China’s Hu Calls For More Unity in His Party
Beijing. Chinese President Hu Jintao has called for unity in the ruling Communist Party and unflinching backing for economic reforms in the face of “unprecedented challenges” as Beijing struggles with a scandal-hit leadership transition and economic slowdown.
Hu’s speech to dozens of top officials dominated the front pages of China’s major state-run newspapers on Tuesday, a sign of its importance in setting the themes for a party congress late this year that will install a new generation of leaders.
Using jargon-laden political slogans, Hu laid out two themes likely to dominate the congress — a call for conformity after the contentious dismissal of one-time leadership contender Bo Xilai and a defense of Hu’s efforts to shift the economy to more balanced, equitable growth driven by domestic consumption.
“We must confront unprecedented opportunities and confront unprecedented challenges,” Hu said in the speech given on Monday. “We must unwaveringly take the correct course pioneered by the party and the people over a long period, and neither flinch in the face of any dangers nor be distracted by any interference.”
Hu did not mention the downfall of Bo, the ambitious party chief of Chongqing in southwest China who was ousted in March over a scandal centered on accusations that Bo’s wife killed a British businessman. Nor did Hu lay out new policies.
But Hu, 69, made clear that he saw keeping up economic growth and sharing more gains from that growth with workers and farmers — a theme he has labeled his “scientific outlook on development” — as his major political legacy and a policy that his successors must also follow.
“The theme of a scientific outlook on development, featuring an accelerated transformation of the mode of economic development, is a strategic choice that bears on our country’s whole pattern of development,” the president said.
The meeting where Hu spoke was also a show of unity by the Communist Party elite, bringing together central leaders and many provincial-level officials who are candidates for promotion into the next generation of central leaders. The meeting was chaired by Hu’s likely successor, Vice President Xi Jinping.
China’s economy slowed for a sixth successive quarter to 7.6 percent in the April-June period, its slackest pace in more than three years and a rate only just above the government’s 7.5 percent target for 2012.
The ousted Bo cast himself as a populist with his own recipe for shoring up growth while reversing China’s yawning social inequalities. Premier Wen Jiabao accused Bo of betraying the policies of market-led economic reform.
“Only reform and opening up can develop China,” Hu told officials.
In the coming weeks, China’s top leaders, including retired party elders, are likely to gather for informal meetings that will seek agreement on the next leadership lineup and policy themes that will dominate the 18th Party Congress.
A political analyst in Jakarta said that Indonesia needed a strong China in terms of economic growth to offset a possible decline in demand from the US and European markets for the country’s commodities.
“The region and Indonesia need a united and stable China,” said Bantarto Bandoro, an international relations expert at the Indonesian Defense University (Unhan).

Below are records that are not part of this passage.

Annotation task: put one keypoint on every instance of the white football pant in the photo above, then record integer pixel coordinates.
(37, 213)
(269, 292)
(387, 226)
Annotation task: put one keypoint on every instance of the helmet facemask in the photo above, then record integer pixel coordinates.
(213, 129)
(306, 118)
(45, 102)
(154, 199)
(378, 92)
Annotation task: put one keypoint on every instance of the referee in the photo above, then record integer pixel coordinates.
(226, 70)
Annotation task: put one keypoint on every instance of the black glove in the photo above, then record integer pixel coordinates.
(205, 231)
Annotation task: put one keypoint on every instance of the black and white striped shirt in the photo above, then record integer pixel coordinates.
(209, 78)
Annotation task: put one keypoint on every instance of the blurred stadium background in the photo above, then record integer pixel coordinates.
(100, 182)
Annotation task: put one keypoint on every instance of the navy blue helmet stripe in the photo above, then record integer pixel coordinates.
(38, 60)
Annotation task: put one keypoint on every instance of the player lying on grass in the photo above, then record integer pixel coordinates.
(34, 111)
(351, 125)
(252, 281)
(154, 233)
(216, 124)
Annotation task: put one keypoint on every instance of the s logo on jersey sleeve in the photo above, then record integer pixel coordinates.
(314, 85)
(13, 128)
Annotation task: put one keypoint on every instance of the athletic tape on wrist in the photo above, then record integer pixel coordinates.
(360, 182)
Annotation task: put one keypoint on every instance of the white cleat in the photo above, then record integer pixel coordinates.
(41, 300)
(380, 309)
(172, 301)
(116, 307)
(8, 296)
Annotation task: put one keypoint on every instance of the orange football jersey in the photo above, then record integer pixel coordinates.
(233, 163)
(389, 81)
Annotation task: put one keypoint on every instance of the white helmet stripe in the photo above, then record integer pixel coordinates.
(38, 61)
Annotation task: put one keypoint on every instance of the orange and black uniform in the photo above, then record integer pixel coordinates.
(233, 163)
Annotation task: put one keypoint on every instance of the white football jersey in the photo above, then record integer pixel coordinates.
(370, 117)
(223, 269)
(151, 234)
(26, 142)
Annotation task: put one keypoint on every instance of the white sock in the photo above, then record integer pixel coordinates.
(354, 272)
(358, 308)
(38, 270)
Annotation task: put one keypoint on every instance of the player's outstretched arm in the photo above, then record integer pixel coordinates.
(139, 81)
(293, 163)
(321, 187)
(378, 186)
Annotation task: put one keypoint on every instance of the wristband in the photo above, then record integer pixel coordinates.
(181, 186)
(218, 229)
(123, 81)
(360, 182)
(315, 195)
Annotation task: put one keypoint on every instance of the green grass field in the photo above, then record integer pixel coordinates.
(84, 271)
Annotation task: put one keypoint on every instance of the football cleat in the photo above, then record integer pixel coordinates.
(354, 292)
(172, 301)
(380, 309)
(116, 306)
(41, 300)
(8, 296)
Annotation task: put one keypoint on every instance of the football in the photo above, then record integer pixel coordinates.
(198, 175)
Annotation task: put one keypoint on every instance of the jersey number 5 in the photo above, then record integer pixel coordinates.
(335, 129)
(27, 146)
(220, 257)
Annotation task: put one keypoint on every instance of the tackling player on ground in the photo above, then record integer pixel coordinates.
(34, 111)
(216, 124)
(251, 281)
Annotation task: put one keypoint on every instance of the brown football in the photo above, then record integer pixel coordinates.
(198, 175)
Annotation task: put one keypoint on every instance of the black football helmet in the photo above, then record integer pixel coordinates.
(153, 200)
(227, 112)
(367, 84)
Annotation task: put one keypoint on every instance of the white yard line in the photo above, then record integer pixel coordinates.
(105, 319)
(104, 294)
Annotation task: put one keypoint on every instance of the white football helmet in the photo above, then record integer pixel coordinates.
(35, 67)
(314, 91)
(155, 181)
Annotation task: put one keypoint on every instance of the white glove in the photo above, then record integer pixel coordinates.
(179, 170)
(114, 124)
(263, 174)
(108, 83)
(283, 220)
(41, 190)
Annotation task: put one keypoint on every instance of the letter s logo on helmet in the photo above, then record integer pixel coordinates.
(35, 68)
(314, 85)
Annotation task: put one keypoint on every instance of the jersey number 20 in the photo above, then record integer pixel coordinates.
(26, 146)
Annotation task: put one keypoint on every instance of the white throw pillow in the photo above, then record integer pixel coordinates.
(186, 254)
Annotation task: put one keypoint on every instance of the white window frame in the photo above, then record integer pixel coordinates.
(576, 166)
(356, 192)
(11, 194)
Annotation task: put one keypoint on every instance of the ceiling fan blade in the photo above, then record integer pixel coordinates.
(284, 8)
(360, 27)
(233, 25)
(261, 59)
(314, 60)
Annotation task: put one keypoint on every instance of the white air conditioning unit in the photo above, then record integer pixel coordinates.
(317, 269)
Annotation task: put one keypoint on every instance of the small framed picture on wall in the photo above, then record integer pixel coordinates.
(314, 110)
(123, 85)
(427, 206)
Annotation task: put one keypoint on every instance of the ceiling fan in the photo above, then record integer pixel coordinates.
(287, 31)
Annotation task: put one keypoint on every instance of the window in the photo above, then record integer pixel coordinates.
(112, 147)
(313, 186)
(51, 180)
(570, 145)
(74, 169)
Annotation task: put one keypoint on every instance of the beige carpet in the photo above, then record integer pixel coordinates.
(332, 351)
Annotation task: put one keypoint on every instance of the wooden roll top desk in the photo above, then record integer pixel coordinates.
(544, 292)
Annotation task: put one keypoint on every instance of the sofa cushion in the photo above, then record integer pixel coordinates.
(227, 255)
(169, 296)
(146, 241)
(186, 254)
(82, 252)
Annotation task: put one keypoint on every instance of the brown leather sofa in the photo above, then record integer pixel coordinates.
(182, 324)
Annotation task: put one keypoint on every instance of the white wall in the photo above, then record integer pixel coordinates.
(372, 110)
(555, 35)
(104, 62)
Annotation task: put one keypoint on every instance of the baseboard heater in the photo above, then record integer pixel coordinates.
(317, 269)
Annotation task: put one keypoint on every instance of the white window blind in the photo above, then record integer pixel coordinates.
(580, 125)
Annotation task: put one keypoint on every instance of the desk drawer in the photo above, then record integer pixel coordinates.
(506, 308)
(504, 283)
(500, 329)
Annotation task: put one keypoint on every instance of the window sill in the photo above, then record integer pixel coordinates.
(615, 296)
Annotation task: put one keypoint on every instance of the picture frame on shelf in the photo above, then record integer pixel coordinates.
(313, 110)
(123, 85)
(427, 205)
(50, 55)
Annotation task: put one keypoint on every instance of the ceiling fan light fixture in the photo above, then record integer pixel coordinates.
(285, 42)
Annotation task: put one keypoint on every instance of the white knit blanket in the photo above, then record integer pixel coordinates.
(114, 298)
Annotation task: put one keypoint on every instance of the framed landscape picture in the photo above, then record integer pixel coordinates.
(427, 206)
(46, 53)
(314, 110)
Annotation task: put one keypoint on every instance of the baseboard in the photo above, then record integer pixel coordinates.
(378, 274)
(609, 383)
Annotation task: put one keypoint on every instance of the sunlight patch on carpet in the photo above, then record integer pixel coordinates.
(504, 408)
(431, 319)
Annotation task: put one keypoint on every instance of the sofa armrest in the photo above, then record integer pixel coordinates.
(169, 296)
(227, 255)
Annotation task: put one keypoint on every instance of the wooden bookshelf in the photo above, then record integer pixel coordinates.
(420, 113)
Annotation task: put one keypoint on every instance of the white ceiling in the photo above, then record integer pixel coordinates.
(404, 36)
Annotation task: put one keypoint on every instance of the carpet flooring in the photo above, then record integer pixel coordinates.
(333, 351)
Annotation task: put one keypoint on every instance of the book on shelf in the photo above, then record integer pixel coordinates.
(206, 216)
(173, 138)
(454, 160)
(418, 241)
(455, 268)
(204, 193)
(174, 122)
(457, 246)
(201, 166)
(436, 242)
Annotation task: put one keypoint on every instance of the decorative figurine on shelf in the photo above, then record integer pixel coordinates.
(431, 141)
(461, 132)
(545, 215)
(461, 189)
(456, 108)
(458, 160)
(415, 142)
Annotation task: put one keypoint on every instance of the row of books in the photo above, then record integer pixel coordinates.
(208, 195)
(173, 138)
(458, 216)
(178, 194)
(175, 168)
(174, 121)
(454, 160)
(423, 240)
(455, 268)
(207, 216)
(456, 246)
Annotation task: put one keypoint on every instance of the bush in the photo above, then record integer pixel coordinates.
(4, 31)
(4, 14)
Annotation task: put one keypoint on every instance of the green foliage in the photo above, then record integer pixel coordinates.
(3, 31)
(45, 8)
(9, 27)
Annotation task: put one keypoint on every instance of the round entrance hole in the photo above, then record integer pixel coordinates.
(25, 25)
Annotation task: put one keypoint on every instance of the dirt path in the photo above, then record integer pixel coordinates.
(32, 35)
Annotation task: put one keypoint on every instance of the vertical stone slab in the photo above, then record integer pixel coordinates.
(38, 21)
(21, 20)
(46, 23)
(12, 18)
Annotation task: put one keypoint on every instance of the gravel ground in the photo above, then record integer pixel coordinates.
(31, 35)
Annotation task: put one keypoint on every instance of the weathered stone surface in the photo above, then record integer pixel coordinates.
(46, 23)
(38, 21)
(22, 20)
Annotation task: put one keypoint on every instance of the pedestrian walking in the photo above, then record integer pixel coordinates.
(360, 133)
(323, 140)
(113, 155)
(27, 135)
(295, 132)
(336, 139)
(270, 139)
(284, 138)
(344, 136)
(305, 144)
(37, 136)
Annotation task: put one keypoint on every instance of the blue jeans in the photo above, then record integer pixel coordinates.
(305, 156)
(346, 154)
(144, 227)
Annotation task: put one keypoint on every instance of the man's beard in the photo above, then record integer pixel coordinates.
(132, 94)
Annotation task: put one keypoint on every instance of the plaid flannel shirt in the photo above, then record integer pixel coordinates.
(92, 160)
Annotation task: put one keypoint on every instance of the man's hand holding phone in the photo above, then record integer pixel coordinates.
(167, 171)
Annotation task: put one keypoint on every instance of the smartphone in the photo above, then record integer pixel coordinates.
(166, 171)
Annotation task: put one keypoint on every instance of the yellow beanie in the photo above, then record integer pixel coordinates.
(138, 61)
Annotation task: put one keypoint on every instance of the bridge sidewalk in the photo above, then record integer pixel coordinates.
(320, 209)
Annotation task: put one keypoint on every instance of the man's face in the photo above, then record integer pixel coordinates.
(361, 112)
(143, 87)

China is Indonesia’s largest trade partner, excluding oil and gas, taking over the top spot from Japan. In the first five months this year, non-oil and gas trade volume between the two countries reached $20.8 billion, an increase of 25 percent from $16.7 billion the same period a year ago.
Indonesia’s non-oil and gas exports to China rose to $8.9 billion from January to May, up 27 percent from $7 billion. China had $11.9 billion of non-oil and gas exports to Indonesia in the first five months this year, up 23 percent from $9.7 billion in the same period last year.